Rilevò anomalie sul ponte Morandi L’esperta veronese sentita a Genova
Bonetti: misurazioni sperimentali. Il sistema utilizzato anche in Arena
L’ingegnere veronese Silvia Bonetti è stata convocata dal gip di Genova come «persona informata sui fatti» per le misurazioni sperimentali fatte sul ponte Morandi un mese e mezzo prima del crollo.
«Mostrateci come funziona». L’obiettivo della telecamera puntò il grande ponte strallato, ben visibile dalla finestra dell’ufficio.
Ad ogni passaggio dei camion i movimenti, impercettibili a occhio nudo venivano rilevato da un software che scandagliava ogni singolo pixel.
Con grande stupore, lo strumento, «Mira», mostrò che il ponte si muoveva, con oscillazioni quantificabili in centimetri, al passaggio dei mezzi pesanti. Correva il 30 giugno. Qualche settimana dopo, gli occhi del mondo sarebbero stati puntati su Genova, sullo stesso ponte, il ponte Morandi, il cui crollo costerà 43 vite umane.

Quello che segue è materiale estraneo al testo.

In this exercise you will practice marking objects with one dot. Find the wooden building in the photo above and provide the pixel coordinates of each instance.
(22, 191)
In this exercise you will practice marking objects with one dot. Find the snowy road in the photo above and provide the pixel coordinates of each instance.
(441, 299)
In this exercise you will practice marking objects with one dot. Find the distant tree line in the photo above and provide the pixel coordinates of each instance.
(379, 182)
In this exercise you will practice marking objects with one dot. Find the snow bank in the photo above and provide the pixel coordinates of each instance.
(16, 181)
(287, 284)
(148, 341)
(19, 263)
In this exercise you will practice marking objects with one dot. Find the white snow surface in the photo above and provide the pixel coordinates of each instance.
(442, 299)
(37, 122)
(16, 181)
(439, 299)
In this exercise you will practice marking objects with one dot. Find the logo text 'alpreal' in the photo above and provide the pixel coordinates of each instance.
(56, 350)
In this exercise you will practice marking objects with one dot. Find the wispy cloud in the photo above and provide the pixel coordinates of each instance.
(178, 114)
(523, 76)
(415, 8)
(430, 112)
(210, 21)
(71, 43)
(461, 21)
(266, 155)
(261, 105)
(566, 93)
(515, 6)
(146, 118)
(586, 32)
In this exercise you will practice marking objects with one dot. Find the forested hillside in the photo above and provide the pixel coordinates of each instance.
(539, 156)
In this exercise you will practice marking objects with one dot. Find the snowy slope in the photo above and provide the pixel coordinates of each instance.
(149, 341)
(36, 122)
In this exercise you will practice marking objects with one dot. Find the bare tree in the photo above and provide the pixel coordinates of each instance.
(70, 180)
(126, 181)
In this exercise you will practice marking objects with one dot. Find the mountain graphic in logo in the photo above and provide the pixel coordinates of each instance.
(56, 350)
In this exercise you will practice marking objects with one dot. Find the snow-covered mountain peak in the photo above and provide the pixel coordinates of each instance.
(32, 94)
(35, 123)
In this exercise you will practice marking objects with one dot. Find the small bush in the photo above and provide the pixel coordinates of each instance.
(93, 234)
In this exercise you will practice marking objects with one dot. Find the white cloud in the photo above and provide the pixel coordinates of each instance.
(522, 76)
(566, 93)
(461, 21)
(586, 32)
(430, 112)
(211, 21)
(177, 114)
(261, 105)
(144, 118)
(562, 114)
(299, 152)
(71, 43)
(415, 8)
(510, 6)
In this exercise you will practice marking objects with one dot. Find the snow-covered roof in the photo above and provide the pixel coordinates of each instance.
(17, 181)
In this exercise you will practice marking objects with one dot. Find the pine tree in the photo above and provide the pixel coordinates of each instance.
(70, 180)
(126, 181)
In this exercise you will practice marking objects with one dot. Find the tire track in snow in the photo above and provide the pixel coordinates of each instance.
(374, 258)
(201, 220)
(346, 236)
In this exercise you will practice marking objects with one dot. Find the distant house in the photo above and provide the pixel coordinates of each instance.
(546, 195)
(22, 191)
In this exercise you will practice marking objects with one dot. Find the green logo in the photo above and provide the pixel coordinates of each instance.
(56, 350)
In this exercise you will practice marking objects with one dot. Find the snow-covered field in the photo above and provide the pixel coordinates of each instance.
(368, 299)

Il lutto, le aspre polemiche, le promesse della politica, l’inchiesta della magistratura: nei giorni successivi al 14 agosto, i giudici scavano alla ricerca di ogni informazione che li possa aiutare a capire lo stato dell’opera al momento del disastro. Vengono acquisiti i filmati delle telecamere, viene ascoltato chi vive negli edifici che il ponte attraversava. Tra questo c’è anche una ditta edile. Il cui titolare si ricorda quella coincidenza di un mese e mezzo prima: «Con quello strumento è stato misurato qualcosa, il ponte sembrava muoversi». Così, il perito forense bolognese Daniele Gullà, che sta sperimentando il nuovo sistema, battezzato Mira, e l’ingegnere veronese, esperta in prevenzione sismica, Silvia Bonetti, che ne aveva studiato i dati, vengono convocati dal Gip come «persone informate sui fatti». Sul tavolo del giudice finisce una relazione destinata a far scalpore. I due professionisti mantengono il riserbo, finché non vengono contattati dalle telecamere di Rainews24. Poi il documento che avevano scritto per l’autorità giudiziaria, in teoria coperto da segreto istruttorio, finisce per essere pubblicato. Giovedì sera Bonetti si sfoga su Facebook: «Non cercavo visibilità, ho fatto solo il mio dovere da cittadino: mi hanno chiesto un parere e io l’ho dato scienza e coscienza». Da giorni l’ingegnere è contesa da trasmissioni televisive, a cui ha risposto garbatamente che non intende ritornare sul tema, per evitare fraintendimenti.
In effetti, quanto rilevato da Mira appare inquietante. Ma Bonetti è convinta che non bisogni cedere alla tentazione di fare facili correlazioni.
«Bisogna tenere conto – spiega – che si tratta di misure sperimentali e che, in quanto tali, hanno bisogno di essere supportato da un modello strutturale per essere validate o, quantomeno, per poter avere un significato “ingegneristico” di rilievo. Da sole vanno prese con le pinze». E ancora: «Siamo stati tutti colpiti dai dati rilevati, peraltro in un settore del ponte non crollato, ma se davvero fossi stata convinta di avere una sorta di prova che il ponte stesse per cedere sarei andata in Procura. Le nostre misurazioni possono dimostrare qualcosa? Forse che era possibile fare della prevenzione, ma non credo di più».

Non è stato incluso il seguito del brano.